Dual-Domain CLIP-Assisted Residual Optimization Perception Model for Metal Artifact Reduction
Xinrui Zhang, Ailong Cai, Shaoyu Wang, Linyuan Wang, Zhizhong Zheng, Lei Li, Bin Yan
TL;DR
This work tackles metal artifact reduction in CT by introducing DuDoCROP, a dual-domain perceptual framework that leverages a vision-language prior (DuDoCLIP) to guide dual-domain diffusion (IR-SDE) in both image and sinogram spaces. It couples a prompt-engineered DuDoCLIP with a two-stage pipeline: a DL-based prior generation stage that yields dual-domain priors, and a downstream residual optimization stage that enforces raw data fidelity and fuses priors for final reconstruction. A new perceptual indicator (PI) is proposed to quantify generalization across diverse metal morphologies, and extensive experiments on public and clinical data show superior perceptual and numerical performance over state-of-the-art MAR methods, with notable generalization to head and clinical datasets.
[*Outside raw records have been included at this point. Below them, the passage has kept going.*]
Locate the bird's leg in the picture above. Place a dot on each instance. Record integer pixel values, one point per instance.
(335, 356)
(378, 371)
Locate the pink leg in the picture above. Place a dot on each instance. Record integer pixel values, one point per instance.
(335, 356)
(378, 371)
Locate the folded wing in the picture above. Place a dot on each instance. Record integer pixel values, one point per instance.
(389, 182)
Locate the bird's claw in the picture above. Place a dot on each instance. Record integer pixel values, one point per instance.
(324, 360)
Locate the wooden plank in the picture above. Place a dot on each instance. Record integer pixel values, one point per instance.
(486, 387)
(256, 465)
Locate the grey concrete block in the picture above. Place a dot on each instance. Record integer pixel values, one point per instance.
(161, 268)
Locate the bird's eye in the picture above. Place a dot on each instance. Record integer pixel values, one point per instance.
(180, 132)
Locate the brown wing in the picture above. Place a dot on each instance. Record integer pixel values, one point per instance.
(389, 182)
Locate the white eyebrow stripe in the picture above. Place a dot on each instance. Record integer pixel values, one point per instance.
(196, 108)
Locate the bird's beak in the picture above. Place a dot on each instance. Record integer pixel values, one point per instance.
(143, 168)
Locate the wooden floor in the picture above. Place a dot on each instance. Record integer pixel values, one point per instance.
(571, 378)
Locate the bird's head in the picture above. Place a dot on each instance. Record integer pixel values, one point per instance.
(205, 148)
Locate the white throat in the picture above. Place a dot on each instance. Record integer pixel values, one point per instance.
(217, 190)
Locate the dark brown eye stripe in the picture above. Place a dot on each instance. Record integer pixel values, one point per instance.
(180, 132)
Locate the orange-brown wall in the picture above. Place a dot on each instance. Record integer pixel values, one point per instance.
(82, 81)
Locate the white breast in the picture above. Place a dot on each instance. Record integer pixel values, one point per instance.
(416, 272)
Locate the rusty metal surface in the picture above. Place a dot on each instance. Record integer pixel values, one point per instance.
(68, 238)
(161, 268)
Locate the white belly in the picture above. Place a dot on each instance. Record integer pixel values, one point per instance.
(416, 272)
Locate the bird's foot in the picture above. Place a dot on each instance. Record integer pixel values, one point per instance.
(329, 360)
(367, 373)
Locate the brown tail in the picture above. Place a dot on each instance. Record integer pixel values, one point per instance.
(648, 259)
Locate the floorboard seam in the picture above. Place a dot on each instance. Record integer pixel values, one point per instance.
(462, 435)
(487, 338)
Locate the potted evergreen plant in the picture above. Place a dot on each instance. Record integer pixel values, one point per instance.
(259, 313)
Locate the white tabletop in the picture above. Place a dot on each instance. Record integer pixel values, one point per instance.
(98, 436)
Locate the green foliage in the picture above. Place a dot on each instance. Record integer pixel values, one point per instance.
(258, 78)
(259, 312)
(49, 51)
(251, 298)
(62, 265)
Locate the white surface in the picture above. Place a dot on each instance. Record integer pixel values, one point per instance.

The approach demonstrates that integrating visual-language semantic information with diffusion priors yields robust, artifact-aware restorations and highlights promising avenues for VLM-guided imaging tasks beyond MAR.
Abstract
Metal artifacts in computed tomography (CT) imaging pose significant challenges to accurate clinical diagnosis. The presence of high-density metallic implants results in artifacts that deteriorate image quality, manifesting in the forms of streaking, blurring, or beam hardening effects, etc. Nowadays, various deep learning-based approaches, particularly generative models, have been proposed for metal artifact reduction (MAR). However, these methods have limited perception ability in the diverse morphologies of different metal implants with artifacts, which may generate spurious anatomical structures and exhibit inferior generalization capability. To address the issues, we leverage visual-language model (VLM) to identify these morphological features and introduce them into a dual-domain CLIP-assisted residual optimization perception model (DuDoCROP) for MAR. Specifically, a dual-domain CLIP (DuDoCLIP) is fine-tuned on the image domain and sinogram domain using contrastive learning to extract semantic descriptions from anatomical structures and metal artifacts. Subsequently, a diffusion model is guided by the embeddings of DuDoCLIP, thereby enabling the dual-domain prior generation. Additionally, we design prompt engineering for more precise image-text descriptions that can enhance the model's perception capability. Then, a downstream task is devised for the one-step residual optimization and integration of dual-domain priors, while incorporating raw data fidelity. Ultimately, a new perceptual indicator is proposed to validate the model's perception and generation performance. With the assistance of DuDoCLIP, our DuDoCROP exhibits at least 63.7% higher generalization capability compared to the baseline model. Numerical experiments demonstrate that the proposed method can generate more realistic image structures and outperform other SOTA approaches both qualitatively and quantitatively.